À la question de savoir si le PI est soumis au jeu des alignements, M. Maâzouz a répondu que de tels alignements existent, mais ne répondent pas à une logique conflictuelle, mais bien à une logique de complémentarité et de renforcement du foyer istiqlalien de l'intérieur. «Il y a plusieurs orientations. L'AEI a sa propre orientation qui diffère de celles des autres membres du parti, et il en va de même pour les députés et les membres du Comité central du PI, qui ont chacun sa propre orientation. Cette diversité des orientations enrichit la pluralité d'opinions et renforce la construction interne du PI», a-t-il dit. Et d'affirmer que l'intensité du débat actuel a diminué et qu'il est certain que la sagesse des dirigeants du parti conduira à l'adoption d'une solution consensuelle qui préservera son unité.

«Inutile de recourir à une loi de finances rectificative»

En sa qualité de président de l'AEI, M. Maâzouz a souligné qu'il est d'avis qu'il n'est pas nécessaire de recourir à une loi de Finances rectificative. «Étant donné que nous sommes dans une situation très particulière où tout évolue rapidement, nous n'avons pas une vue d'ensemble du cheminement de cette crise mondiale», a-t-il indiqué, rappelant que «les responsables gouvernementaux ne cessent de rassurer quant à la pertinence de la loi de Finances actuelle dans la mesure où ils disposent d'une bonne marge et de solutions pour la faire aboutir».

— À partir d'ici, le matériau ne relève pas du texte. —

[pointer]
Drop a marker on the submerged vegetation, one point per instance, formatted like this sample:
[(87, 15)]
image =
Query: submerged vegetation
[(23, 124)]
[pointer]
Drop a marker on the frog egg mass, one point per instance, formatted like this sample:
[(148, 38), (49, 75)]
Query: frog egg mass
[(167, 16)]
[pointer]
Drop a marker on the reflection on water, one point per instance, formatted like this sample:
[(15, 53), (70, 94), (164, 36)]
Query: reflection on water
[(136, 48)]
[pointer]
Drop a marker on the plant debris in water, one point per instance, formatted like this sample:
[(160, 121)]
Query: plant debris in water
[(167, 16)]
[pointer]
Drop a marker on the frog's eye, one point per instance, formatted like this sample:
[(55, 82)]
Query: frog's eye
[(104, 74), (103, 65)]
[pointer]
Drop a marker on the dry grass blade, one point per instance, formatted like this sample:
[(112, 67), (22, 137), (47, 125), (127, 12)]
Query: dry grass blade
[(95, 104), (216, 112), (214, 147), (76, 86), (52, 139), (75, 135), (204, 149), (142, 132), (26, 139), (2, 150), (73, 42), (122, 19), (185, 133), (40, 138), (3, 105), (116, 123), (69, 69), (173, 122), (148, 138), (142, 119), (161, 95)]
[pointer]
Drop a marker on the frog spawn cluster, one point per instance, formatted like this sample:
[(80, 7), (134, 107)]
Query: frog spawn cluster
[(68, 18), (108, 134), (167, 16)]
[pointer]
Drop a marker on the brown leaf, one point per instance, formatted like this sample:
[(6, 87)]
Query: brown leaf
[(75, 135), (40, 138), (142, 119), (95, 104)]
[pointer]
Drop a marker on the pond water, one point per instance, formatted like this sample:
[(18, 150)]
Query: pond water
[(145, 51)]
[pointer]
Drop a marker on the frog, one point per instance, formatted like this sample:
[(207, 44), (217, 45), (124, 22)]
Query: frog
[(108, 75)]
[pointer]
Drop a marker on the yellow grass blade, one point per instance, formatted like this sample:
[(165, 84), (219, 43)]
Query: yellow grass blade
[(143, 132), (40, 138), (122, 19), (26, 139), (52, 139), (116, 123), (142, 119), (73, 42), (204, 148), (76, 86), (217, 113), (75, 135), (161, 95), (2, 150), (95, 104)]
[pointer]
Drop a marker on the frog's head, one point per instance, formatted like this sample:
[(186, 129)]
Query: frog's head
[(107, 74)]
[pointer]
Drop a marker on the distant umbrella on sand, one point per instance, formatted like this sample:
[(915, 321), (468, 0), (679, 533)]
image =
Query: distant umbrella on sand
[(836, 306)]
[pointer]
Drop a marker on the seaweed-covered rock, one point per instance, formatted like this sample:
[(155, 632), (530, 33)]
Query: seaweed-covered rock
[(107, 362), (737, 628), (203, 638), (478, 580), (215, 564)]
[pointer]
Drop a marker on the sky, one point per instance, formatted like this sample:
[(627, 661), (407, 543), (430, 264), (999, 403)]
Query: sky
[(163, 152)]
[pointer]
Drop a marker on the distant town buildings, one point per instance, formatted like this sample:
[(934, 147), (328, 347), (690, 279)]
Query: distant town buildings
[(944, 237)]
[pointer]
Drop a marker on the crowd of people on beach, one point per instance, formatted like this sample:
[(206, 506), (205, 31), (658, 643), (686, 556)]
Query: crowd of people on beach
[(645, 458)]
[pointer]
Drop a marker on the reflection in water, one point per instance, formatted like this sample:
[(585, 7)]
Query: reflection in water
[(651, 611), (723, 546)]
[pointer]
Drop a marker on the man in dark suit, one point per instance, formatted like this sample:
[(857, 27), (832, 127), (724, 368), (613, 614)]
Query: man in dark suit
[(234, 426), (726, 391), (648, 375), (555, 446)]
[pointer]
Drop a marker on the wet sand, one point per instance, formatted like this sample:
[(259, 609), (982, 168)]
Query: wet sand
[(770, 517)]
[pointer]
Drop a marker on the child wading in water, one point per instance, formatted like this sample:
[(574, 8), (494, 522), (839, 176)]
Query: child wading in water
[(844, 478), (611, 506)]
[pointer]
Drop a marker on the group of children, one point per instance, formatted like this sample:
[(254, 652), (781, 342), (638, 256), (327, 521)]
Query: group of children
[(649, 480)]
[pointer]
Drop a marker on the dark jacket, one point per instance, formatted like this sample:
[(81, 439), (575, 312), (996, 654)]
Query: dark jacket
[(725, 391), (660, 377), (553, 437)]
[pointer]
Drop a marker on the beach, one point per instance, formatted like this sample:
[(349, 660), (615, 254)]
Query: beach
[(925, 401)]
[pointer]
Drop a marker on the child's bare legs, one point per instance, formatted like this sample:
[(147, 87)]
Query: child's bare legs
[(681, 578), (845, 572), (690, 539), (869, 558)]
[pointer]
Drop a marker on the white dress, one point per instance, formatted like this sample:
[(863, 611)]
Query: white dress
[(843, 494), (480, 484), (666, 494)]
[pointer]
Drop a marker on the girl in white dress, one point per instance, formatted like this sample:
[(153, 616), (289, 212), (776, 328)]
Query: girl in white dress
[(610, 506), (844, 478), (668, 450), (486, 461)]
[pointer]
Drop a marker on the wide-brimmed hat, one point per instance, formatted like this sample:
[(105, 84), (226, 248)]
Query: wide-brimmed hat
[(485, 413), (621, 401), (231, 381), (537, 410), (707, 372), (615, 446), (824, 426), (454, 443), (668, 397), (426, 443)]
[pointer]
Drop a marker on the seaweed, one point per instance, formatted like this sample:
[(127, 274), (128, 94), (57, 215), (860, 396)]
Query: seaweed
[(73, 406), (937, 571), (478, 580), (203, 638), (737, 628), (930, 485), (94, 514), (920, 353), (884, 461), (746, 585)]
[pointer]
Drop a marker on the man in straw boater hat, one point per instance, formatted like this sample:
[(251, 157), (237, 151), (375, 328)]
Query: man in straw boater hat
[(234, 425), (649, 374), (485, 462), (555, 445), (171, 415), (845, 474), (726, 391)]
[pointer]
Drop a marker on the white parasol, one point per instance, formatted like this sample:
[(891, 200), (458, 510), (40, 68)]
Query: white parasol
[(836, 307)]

Sur les répercussions de cette crise, M. Maâzouz croit fermement que le Maroc sera en tête des pays de la région Moyen-Orient et Afrique du Nord qui en bénéficieront. «Les répercussions positives de cette crise se feront sentir au Maroc dans les prochains mois où l'on assistera à un afflux d'investissements étrangers, notamment dans les domaines de l'industrie et des services», a-t-il assuré.